Nearly $90,000 was diverted from a public housing development in Auburn Gresham run by a nonprofit long tied to the Rev. Leon Finney Jr., with payments including $50,000 to Finney’s church and $4,000 to Finney himself, court records show.
The series of payments came to light in a recent court filing by an accounting and management firm as part of the bankruptcy case involving the Woodlawn Community Development Corporation, which was run by Finney for decades.
The firm called the payments “inappropriate/unsubstantiated” but indicated it was still reviewing the books and records of the development called Anchor House, a 115-apartment building at 1230 W. 76th St.
Almost all of the units are reserved for low-income tenants and subsidized through the Chicago Housing Authority.
Anchor House is owned by a limited partnership that is controlled by Woodlawn. The nonprofit filed for bankruptcy in October after the IRS slapped a lien on its bank accounts for owing millions in payroll taxes, the Sun-Times reported earlier this month. The bankruptcy judge in the case has accused Finney of fraud, self-dealing and mismanagement.
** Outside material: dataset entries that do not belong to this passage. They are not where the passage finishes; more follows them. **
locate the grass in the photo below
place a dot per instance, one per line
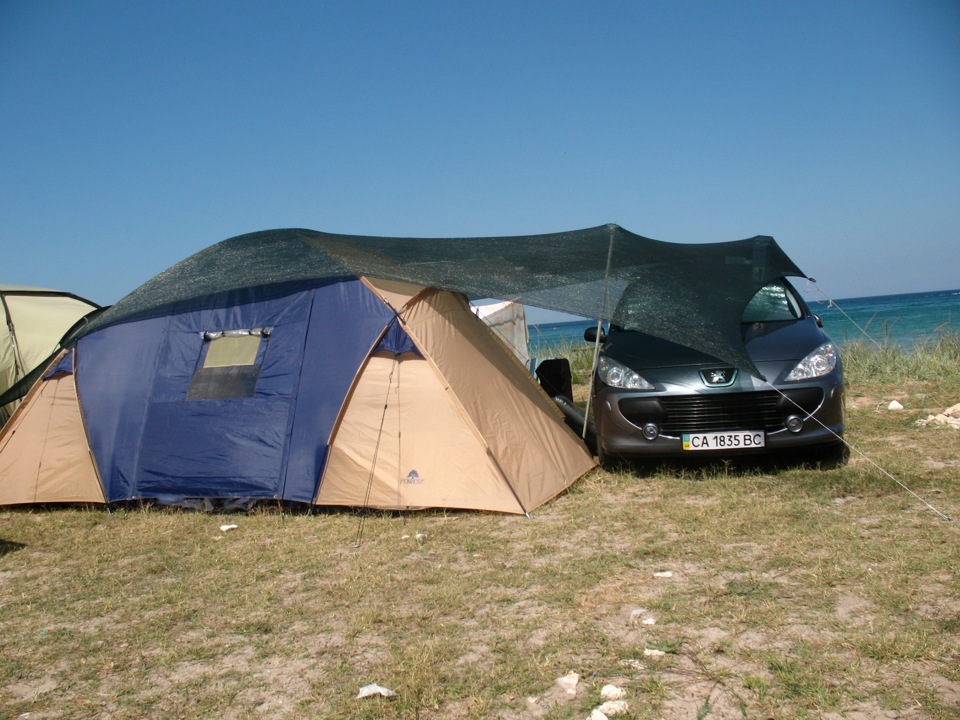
(792, 593)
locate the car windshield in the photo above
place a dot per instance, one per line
(773, 303)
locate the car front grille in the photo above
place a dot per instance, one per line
(721, 411)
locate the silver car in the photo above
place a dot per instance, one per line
(654, 398)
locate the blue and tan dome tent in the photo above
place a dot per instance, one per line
(346, 391)
(333, 369)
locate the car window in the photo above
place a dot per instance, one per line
(773, 302)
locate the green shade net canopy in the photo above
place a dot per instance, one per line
(692, 294)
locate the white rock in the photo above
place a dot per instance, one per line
(374, 689)
(612, 692)
(569, 683)
(612, 708)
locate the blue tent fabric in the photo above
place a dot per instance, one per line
(151, 441)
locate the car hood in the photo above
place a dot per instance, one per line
(765, 342)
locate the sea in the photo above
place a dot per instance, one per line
(904, 320)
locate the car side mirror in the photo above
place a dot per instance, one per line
(590, 335)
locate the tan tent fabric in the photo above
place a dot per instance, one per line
(44, 456)
(405, 424)
(539, 454)
(474, 428)
(39, 318)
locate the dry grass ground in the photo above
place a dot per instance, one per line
(703, 592)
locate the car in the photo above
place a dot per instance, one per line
(656, 399)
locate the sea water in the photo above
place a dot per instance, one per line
(904, 320)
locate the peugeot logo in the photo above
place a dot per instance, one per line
(718, 377)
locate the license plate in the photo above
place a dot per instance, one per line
(747, 440)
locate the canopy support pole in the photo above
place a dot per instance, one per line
(604, 310)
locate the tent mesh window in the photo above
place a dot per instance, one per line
(229, 364)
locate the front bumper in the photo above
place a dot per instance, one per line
(621, 416)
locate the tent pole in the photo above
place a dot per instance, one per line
(596, 343)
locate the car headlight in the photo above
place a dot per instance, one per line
(820, 362)
(614, 374)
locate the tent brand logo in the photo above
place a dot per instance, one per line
(413, 478)
(718, 377)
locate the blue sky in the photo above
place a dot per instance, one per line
(134, 134)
Court records show it was not disclosed that Woodlawn controlled Anchor House until late April, nearly two months after a federal bankruptcy judge appointed U.S. trustee Gina Krol to take over the nonprofit.
Before Krol seized control of Anchor House, several payments were made from its bank account totaling $87,313.03, according to a report filed Sept. 24 in the bankruptcy case.
The Metropolitan Apostolic Community Church, a congregation Finney founded and continues to lead, received $50,000.
A property manager hired by Woodlawn to oversee Anchor House collected $14,677.03. A former general manager of Finney’s media venture, Urban Broadcast Media, received $11,500 as compensation. The media company itself was paid $7,136.
And Finney got $4,000, according to records.
Through a spokesman, Finney declined to comment on the payments or answer questions. He has previously pointed to his recent poor health when asked about Woodlawn’s financial issues. The report does not accuse anyone of wrongdoing.
High Ridge Partners, the firm hired by Krol to sift through Woodlawn’s finances and conduct the audit, didn’t respond to questions about the payments.
Krol said the payments came when Woodlawn was “insolvent” but did not offer a clearer timeline of when they were made. The firm’s report does not say who authorized the payments.
The report details allegations of mismanagement at Anchor House.
High Ridge Partners said its review was hindered by “old and completely inaccurate hard copies” of financial reports. The firm also found checks that were “stamped with stamps kept in unlocked drawers.”
By the time Krol took over the property, Anchor House owed nearly $138,000 on its mortgage and had racked up almost $70,000 in unpaid utility bills, according to court records. Previous management also failed to collect nearly $28,000 in rents.
The large commercial space on the ground floor was vacant for more than a decade, according to the report. So were 14 of the building’s units.
The former Anchor House property manager “made little to no effort to find new tenants,” “provided little direction” to its three onsite employees and “resigned immediately without notice” after Krol took over the property, the report states.
The report goes on to say Finney “apparently” handed out seven apartments in the building to “various individuals” who didn’t sign leases, put up security deposits, submit to background checks or pay rent, in some cases for several years.
Anchor House used to be the Continental Can Factory. The building was converted into apartments in 1996 at a cost of $25 million, the Sun-Times reported at the time.
The building is a “project-based voucher” site, meaning each of the building’s 108 subsidized units are reserved for low-income tenants. Those tenants pay a portion of the rent, and the CHA picks up the difference through federal housing assistance payments.
Project-based vouchers were linked to widespread fraud in the late 1980s and were generally discontinued but the U.S. Department of Housing and Urban Development made an exception for Anchor House.
Woodlawn, now under Krol’s control, collects $49,000 a month in rental subsidies for Anchor House, records show. That contract with the CHA runs until 2030. High Ridge Partners said in its report it is working on “filling vacant units . . . cleaning out and marketing the vacant commercial space, the vacant offices, unused land and basement storage area.”
In a statement, the CHA distanced itself from the diverted funds, saying “HUD does not require housing authorities to track [housing assistant payments] after they are made.”
Finney’s church, 4100 S. King Drive, faces foreclosure after Lakeside Bank filed suit in July contending it was owed more than $500,000.
That same month, U.S. Attorney John Lausch’s office sent a subpoena to the Illinois secretary of state seeking a wide-range of records involving groups tied to Finney as part of a criminal investigation.